»Urusvati braucht ein Kleid. Urusvati braucht einen Hut. Die Schüler des Meisters sollen ihre Not nicht Fremden offenbaren, sie nicht in die Probleme des Lebens einweihen, das ihnen [den Roerichs] aufgegeben ist. Selbst in schwierigen Zeiten werdet ihr siegen, und das ist keine Lüge, sondern die Wahrheit. Eure Arbeit wird mit irdischem und himmlischem Geld bezahlt werden. Man soll den Kopf hochhalten – die Welle der Freude kann jetzt näher kommen. Ihr müsst jetzt nicht mehr sehr lange Wachsamkeit und Geduld beweisen.«19
Es wäre verwunderlich, wenn Nikolai Roerich keine Zweifel an Allal Ming gekommen wären. Selbst für einen Mann, für den es, wie der Politiker Gessen notiert hatte, »zwischen abstrakten Überlegungen und der Wirklichkeit, zwischen Legende und Realität« keine Grenzen gab, musste sich irgendwann eine Kluft auftun. Und sie tat sich auf. Indirekt kann man dies aus den Aufzeichnungen schließen. Nikolai Roerich, der sein in Petersburg zur Genüge erwiesenes Talent, sich mächtige Gönner zu verschaffen, keineswegs vergessen hatte, versuchte eben dies auch in New York. Nur hatte er es in New York nicht mit Kunstliebhabern aus dem Hochadel und der Zarenfamilie zu tun, sondern mit den Nachkommen der »robber barons« des 19. Jahrhunderts, den Vanderbilts, Morgans, Goodriches und, ganz oben, den Erben des legendären Rockefeller. In diese erlesenen Kreise zu gelangen war nicht einfach.

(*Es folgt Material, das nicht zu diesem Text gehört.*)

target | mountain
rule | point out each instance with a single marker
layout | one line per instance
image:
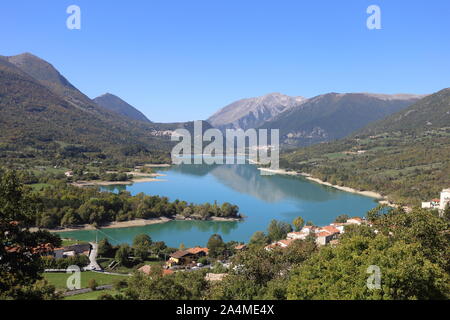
(117, 105)
(404, 157)
(49, 76)
(252, 112)
(333, 116)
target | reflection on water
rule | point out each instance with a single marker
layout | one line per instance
(260, 199)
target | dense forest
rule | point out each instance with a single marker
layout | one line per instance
(404, 157)
(411, 250)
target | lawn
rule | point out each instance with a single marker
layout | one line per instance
(104, 263)
(59, 280)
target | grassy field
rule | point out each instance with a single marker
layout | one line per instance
(59, 280)
(104, 263)
(94, 295)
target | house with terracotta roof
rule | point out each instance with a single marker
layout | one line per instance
(279, 244)
(355, 220)
(72, 250)
(240, 247)
(439, 204)
(215, 277)
(188, 256)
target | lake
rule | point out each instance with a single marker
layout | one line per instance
(260, 199)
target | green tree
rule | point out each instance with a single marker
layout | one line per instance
(92, 284)
(259, 239)
(142, 245)
(216, 246)
(105, 249)
(298, 223)
(341, 272)
(123, 255)
(278, 230)
(20, 262)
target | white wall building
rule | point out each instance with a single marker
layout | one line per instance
(445, 199)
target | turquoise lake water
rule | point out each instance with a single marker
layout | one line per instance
(260, 199)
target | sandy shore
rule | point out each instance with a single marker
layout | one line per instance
(157, 165)
(371, 194)
(114, 225)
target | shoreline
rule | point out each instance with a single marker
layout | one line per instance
(134, 223)
(139, 178)
(371, 194)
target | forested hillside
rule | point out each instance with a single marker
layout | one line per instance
(405, 157)
(37, 123)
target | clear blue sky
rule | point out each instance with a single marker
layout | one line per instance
(183, 60)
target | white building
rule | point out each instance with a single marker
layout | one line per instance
(445, 199)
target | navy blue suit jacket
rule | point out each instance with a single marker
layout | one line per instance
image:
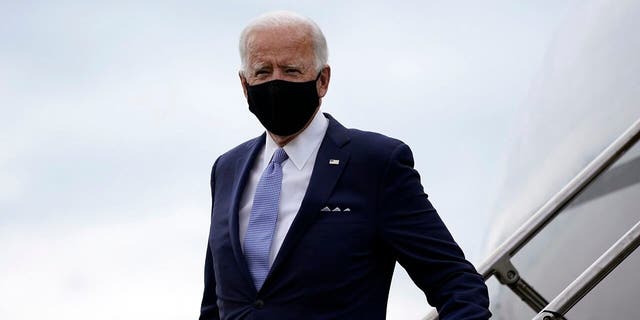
(339, 265)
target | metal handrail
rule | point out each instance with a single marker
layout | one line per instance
(502, 255)
(583, 284)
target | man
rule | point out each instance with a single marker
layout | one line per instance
(309, 219)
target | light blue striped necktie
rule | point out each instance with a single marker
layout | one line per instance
(262, 222)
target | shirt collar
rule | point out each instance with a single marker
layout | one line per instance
(300, 149)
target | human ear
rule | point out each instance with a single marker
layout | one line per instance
(322, 85)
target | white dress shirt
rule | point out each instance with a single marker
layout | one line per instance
(296, 173)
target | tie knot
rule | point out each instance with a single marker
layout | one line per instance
(279, 156)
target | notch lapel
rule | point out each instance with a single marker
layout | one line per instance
(242, 169)
(323, 179)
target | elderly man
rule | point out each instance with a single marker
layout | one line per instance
(309, 219)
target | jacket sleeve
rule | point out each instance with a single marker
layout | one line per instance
(419, 239)
(209, 307)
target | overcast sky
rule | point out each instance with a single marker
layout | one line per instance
(112, 113)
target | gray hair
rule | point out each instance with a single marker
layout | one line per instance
(286, 18)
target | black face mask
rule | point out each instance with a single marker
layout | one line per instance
(283, 107)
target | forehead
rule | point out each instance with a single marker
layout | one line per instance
(290, 43)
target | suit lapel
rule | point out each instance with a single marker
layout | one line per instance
(242, 170)
(323, 179)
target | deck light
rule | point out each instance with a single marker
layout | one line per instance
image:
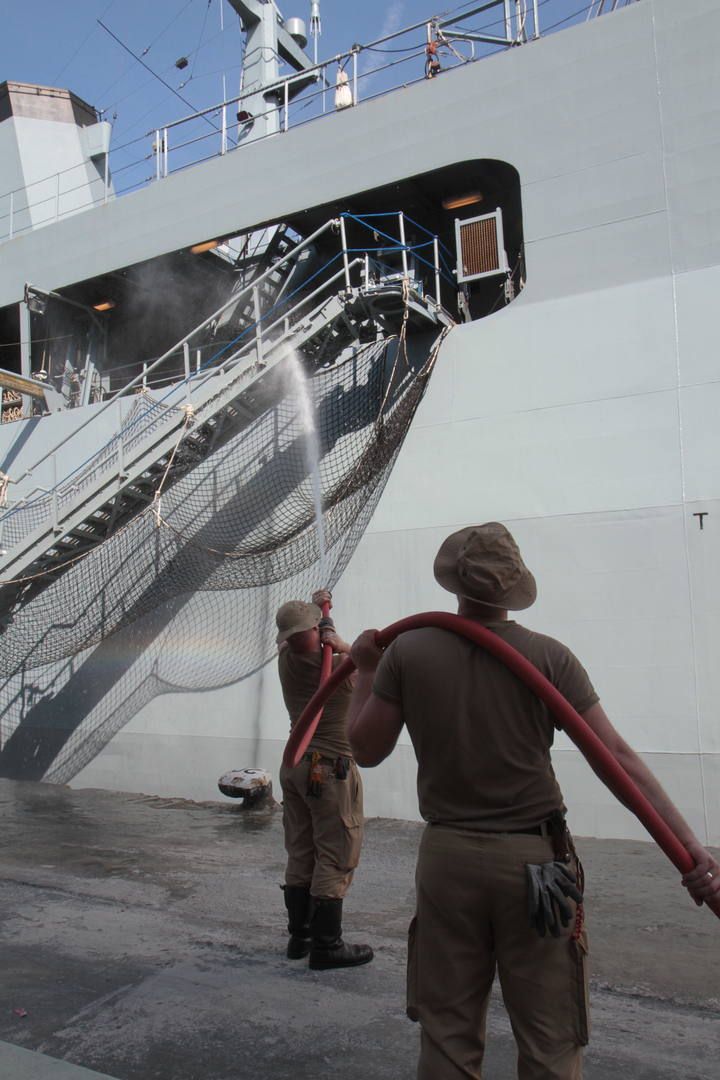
(454, 202)
(207, 246)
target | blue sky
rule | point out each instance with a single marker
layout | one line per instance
(60, 43)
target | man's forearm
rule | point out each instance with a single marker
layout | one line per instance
(655, 794)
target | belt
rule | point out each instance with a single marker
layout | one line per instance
(328, 760)
(541, 829)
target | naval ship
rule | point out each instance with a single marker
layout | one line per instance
(342, 319)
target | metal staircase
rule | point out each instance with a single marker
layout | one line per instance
(158, 440)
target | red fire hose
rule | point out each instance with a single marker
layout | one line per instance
(597, 754)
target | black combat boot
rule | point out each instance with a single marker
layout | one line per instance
(327, 948)
(297, 902)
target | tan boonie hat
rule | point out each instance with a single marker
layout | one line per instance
(294, 617)
(483, 563)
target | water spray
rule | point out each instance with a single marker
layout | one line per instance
(311, 443)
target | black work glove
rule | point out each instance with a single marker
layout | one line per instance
(548, 885)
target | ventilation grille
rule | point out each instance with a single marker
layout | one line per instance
(479, 242)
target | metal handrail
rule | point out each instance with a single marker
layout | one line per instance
(138, 379)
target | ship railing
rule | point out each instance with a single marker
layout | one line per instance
(208, 133)
(268, 337)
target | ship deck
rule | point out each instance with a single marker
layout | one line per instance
(145, 936)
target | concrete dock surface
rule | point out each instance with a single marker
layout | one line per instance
(143, 939)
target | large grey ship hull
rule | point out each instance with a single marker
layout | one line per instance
(583, 415)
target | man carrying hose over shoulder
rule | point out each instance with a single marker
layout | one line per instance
(498, 879)
(322, 795)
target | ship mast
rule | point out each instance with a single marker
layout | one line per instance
(269, 38)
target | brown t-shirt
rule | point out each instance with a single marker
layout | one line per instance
(481, 738)
(299, 677)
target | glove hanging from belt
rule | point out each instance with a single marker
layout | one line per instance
(315, 775)
(548, 887)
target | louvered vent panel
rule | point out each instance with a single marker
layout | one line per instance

Allal Ming versprach Unterstützung. Zum ersten Mal am 19. Mai 1921: »Ich werde Euch von dem trockenen [sic] Rockefeller Hilfe zukommen lassen. Hier winkt das Glück, habt die Kraft, es zu ergreifen.« Und am nächsten Tag wurde Morya noch konkreter: »Ich beeile mich mit Rockefeller. Ich halte es für nötig, eine Schule mit dem Namen Rockefeller zu gründen. Man soll um eine Summe von nicht mehr als $5000 bitten.«
Durch welchen Rockefeller den Roerichs mäzenatische »Hilfe zukommen« sollte, ist leider nicht bekannt, aber dass sich die Roerichs an einen der Rockefellers wandten, davon ist sicher auszugehen. Denn am 9. Juni teilte Morya abends mit:
»Ich freue mich über den Erfolg bei Rockefeller. Ich gebe Euch einen reinen Ort für die Schule.«
Doch leider kann der »Erfolg bei Rockefeller« nicht so durchschlagend gewesen zu sein, da sich die materielle Lage der Roerichs um keinen Deut besserte. Bis zum Frühjahr scheint die Hoffnung Rockefeller ad acta gelegt worden zu sein, denn der Name taucht in den Niederschriften der Botschaften Moryas nur noch einmal und reichlich kursorisch auf.20
Aber am 12. Februar 1922, und zwar um acht Uhr abends, kam eine neue Botschaft:
»Urusvati soll Lichtmann den Rat offenbaren, Fleischmann auf Rockefeller zu lenken. Die Absicht wird sich rechtfertigen.«
Wer dieser Fleischmann war, ist nicht überliefert, aber auch dies scheint vergeblich gewesen zu sein. Es folgten drei weitere, ähnlich fruchtlose Mitteilungen, um dann am 10. April mit dieser Botschaft an Helena selbst zu enden: »Urusvati, bring Roerich bei, dass er zu Rockefeller streben soll.«
Die letzte Eintragung deutet darauf hin, dass Nikolai Roerich die Geduld verloren hatte und er, zumindest in Sachen Rockefeller, nicht mehr an die Versprechungen Moryas glaubte. Auch Morya gab nun auf, und der Name Rockefeller wird lange Jahre nicht mehr genannt werden.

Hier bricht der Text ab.